Here, they have a party for the assistant District Attorney …. They have cake and cookies and speeches, lots of clapping and back slapping, and then, a gold coin is given to that prosecutor to memorialize their “Queen for a Day” status. The prosecutor is given a gold coin to hang on their wall and everyone is made to recognize the happy occasion.
(Montgomery County, Texas criminal defense lawyer Kelly Case’s blog)
So what’s the occasion? Promotion? The birth of a child? Board certification? Potty-training success?
Oh, no no no no no.
The Montgomery County, Texas District Attorney’s Office, under the direction of Brett Ligon, has an odd celebration that is performed when one of its prosecutors obtains a life sentence.
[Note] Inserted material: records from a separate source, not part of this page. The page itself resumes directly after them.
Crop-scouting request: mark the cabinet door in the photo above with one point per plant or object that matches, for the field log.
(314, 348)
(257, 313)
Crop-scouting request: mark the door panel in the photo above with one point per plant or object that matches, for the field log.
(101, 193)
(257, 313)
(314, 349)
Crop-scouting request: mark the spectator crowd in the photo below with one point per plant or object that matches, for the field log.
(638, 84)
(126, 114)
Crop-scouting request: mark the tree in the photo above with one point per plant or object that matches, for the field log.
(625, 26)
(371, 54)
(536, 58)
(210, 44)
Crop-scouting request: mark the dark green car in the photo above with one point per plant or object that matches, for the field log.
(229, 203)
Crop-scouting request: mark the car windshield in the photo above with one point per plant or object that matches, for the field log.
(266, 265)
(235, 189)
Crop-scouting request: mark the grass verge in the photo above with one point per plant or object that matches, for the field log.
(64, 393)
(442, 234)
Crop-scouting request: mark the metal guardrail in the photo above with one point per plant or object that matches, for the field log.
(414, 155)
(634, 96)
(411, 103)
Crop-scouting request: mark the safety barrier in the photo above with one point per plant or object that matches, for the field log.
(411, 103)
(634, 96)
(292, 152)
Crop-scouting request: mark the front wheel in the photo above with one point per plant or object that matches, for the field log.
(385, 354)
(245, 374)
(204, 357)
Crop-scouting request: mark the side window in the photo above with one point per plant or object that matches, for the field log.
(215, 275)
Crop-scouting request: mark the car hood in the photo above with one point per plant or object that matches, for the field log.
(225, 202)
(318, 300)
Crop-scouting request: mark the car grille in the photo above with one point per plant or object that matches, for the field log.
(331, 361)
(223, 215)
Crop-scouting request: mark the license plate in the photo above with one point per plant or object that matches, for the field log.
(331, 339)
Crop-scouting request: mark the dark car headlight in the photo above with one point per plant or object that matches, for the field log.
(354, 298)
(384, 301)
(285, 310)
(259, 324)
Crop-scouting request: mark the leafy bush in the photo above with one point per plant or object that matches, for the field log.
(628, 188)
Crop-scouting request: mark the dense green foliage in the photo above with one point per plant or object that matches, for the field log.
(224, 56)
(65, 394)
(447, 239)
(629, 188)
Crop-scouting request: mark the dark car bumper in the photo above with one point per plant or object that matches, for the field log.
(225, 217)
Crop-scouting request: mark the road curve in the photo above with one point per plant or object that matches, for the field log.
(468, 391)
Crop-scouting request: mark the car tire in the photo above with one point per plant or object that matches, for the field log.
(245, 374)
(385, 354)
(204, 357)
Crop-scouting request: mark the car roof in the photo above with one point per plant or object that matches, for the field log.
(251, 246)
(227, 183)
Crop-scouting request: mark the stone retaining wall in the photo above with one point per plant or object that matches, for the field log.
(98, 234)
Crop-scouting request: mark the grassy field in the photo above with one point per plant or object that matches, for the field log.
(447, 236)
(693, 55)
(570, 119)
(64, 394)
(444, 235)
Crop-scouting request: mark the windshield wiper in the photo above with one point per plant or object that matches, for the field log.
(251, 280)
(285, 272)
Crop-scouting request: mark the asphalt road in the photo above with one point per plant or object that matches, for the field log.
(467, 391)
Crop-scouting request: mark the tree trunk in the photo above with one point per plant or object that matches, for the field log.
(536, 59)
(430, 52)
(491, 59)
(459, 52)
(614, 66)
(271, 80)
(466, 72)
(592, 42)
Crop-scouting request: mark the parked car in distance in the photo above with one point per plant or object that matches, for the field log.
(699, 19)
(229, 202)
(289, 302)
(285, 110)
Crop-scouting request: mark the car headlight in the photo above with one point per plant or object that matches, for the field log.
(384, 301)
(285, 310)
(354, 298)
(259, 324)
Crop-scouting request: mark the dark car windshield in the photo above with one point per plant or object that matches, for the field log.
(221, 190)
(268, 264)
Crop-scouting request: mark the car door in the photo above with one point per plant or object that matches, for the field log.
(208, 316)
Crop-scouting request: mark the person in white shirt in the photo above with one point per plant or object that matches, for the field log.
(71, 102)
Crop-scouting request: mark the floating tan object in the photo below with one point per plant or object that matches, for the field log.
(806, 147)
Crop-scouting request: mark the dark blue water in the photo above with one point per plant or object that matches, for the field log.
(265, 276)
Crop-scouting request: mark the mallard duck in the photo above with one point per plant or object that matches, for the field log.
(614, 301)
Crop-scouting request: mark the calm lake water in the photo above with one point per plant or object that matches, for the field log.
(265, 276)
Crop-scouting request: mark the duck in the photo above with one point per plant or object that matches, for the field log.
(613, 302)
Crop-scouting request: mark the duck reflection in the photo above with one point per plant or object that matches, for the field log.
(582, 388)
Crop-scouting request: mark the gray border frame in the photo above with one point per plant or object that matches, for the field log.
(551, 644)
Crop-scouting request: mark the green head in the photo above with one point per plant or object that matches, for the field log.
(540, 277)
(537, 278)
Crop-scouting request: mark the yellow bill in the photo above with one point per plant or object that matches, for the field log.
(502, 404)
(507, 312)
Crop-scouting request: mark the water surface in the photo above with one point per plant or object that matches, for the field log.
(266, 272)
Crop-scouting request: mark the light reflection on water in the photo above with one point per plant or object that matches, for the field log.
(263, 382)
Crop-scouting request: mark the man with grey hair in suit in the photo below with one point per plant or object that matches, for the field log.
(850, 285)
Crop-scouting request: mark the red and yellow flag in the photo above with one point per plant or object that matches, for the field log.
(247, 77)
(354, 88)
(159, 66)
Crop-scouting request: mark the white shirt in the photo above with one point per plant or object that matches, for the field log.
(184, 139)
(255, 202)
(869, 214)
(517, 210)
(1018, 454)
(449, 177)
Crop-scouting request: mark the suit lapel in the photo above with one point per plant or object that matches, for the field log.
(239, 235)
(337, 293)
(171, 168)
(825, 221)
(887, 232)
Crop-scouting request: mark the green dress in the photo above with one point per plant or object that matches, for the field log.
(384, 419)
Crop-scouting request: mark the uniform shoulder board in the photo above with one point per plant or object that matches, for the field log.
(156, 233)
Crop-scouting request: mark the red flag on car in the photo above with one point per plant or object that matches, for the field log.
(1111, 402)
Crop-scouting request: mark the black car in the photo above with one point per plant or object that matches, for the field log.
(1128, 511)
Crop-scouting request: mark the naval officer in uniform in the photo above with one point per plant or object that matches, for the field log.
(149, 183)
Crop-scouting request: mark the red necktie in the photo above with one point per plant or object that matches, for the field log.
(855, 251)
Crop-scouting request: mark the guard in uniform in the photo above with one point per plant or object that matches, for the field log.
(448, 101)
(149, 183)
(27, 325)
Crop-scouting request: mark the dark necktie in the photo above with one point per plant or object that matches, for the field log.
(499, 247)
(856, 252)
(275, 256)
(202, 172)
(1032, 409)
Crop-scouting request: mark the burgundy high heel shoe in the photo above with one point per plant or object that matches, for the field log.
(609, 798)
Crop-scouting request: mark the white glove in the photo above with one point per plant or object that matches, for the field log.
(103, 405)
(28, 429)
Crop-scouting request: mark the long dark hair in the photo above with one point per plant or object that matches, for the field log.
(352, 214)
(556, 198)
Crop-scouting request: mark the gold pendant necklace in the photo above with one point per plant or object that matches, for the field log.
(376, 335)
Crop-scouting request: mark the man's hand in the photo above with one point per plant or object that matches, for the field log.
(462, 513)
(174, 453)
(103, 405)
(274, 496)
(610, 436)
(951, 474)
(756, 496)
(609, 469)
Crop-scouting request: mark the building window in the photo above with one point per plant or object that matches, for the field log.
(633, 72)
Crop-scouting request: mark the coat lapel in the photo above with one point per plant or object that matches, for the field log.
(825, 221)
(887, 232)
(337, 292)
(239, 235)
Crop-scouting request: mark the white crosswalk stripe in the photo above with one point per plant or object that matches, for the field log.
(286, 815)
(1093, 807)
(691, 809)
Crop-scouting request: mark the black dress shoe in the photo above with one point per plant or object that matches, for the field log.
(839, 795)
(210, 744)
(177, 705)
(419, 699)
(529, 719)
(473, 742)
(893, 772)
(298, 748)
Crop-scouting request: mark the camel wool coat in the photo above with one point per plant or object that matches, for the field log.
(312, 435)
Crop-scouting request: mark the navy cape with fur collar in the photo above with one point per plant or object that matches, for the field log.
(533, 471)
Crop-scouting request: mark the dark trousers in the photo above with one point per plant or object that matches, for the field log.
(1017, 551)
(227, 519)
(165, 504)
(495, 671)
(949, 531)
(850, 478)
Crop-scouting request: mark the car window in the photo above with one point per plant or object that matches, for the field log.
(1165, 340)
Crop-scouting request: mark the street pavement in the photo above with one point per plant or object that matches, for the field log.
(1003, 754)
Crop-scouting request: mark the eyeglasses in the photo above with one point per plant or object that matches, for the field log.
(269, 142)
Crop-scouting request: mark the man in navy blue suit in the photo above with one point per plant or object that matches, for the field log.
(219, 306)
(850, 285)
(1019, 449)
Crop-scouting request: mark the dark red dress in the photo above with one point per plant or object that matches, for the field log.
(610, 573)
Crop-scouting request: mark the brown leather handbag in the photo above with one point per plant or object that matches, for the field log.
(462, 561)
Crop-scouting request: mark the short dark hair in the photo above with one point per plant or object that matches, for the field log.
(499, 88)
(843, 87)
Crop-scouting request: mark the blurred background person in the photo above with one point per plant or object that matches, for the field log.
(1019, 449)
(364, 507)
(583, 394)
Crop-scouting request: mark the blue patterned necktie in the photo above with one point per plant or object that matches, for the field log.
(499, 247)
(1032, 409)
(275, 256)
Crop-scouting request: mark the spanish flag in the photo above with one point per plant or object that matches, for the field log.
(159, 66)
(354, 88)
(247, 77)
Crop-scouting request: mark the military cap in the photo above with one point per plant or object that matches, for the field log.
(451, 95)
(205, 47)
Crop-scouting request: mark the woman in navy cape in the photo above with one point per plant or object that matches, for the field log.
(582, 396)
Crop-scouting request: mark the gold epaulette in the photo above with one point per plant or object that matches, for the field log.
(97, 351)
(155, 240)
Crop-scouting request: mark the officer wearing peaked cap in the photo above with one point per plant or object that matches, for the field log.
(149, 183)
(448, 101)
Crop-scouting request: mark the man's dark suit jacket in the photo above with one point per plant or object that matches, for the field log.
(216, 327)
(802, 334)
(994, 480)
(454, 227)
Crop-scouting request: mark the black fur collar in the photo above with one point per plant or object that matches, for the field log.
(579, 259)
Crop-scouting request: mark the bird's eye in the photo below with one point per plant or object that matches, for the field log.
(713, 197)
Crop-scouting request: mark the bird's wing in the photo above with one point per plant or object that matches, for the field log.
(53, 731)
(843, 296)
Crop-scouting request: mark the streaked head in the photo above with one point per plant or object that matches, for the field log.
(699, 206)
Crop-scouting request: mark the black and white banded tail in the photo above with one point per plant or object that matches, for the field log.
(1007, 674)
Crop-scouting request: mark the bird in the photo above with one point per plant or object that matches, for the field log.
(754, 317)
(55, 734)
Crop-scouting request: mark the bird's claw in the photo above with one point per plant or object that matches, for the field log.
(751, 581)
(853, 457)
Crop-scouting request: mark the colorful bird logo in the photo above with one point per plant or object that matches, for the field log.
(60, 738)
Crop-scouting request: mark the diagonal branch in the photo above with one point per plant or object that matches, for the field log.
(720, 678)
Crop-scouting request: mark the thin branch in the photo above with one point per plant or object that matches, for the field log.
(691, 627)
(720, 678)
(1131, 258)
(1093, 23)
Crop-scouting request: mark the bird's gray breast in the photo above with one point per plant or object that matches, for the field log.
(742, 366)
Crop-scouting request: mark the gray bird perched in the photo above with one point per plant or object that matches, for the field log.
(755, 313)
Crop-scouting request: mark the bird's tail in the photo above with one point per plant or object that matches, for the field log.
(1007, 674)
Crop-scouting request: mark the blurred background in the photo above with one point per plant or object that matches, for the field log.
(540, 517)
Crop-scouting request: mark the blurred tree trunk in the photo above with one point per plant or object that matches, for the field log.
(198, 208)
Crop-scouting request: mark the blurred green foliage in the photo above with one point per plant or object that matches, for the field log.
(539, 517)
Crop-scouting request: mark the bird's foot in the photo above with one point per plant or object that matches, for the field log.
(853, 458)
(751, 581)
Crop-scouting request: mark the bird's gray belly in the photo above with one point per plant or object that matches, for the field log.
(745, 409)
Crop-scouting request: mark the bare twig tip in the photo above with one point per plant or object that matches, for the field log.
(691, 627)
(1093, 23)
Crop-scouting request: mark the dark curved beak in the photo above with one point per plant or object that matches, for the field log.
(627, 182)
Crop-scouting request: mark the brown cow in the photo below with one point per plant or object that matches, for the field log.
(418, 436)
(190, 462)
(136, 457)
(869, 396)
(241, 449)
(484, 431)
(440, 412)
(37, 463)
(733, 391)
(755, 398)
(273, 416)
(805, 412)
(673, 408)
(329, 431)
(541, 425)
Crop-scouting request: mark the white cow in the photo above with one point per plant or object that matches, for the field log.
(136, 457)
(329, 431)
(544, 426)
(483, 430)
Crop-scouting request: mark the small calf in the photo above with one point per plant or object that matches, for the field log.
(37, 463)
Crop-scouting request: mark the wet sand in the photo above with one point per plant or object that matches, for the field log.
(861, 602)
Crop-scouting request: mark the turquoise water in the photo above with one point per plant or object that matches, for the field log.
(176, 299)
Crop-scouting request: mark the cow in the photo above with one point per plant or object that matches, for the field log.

Sometimes people need life sentences. But a prosecutor’s job is to do justice, and there is no more justice inherent in a life sentence than in probation. By making a show of rewarding life sentences, the Montgomery County District Attorney turns what should be a quest for justice into a game in which the sentence is the score.
What about the Assistant District Attorneys? Aren’t these conscientious educated professionals refusing to support Ligon in this revolting practice?
What is especially sickening to me is the fact that a gold coin is handed out as a party favor at the happy event to memorialize such a tragic situation. What is even worse is that no one in their office thinks twice about it. They see nothing wrong with it.
Well, not exactly nothing; it’s actually much worse (and more banal) than that …
Even the assistant DA’s know better because when you ask them about it, they try to put the coin away or will sheepishly avoid the question. They are ashamed of it when publicly confronted, but behind closed doors, they celebrate and hope to be the next one to earn the coin!
This is nothing new in Constitutional backwater Montgomery County (driving directions: from Houston, get on I-45 North and go back in time 50 years): a friend who was a prosecutor there some years ago told me about the parties the office had when a defendant was sentenced to death.
There are people who do difficult jobs with quiet dignity. Montgomery County’s District Attorney, Brett Ligon, and his assistants are not among them.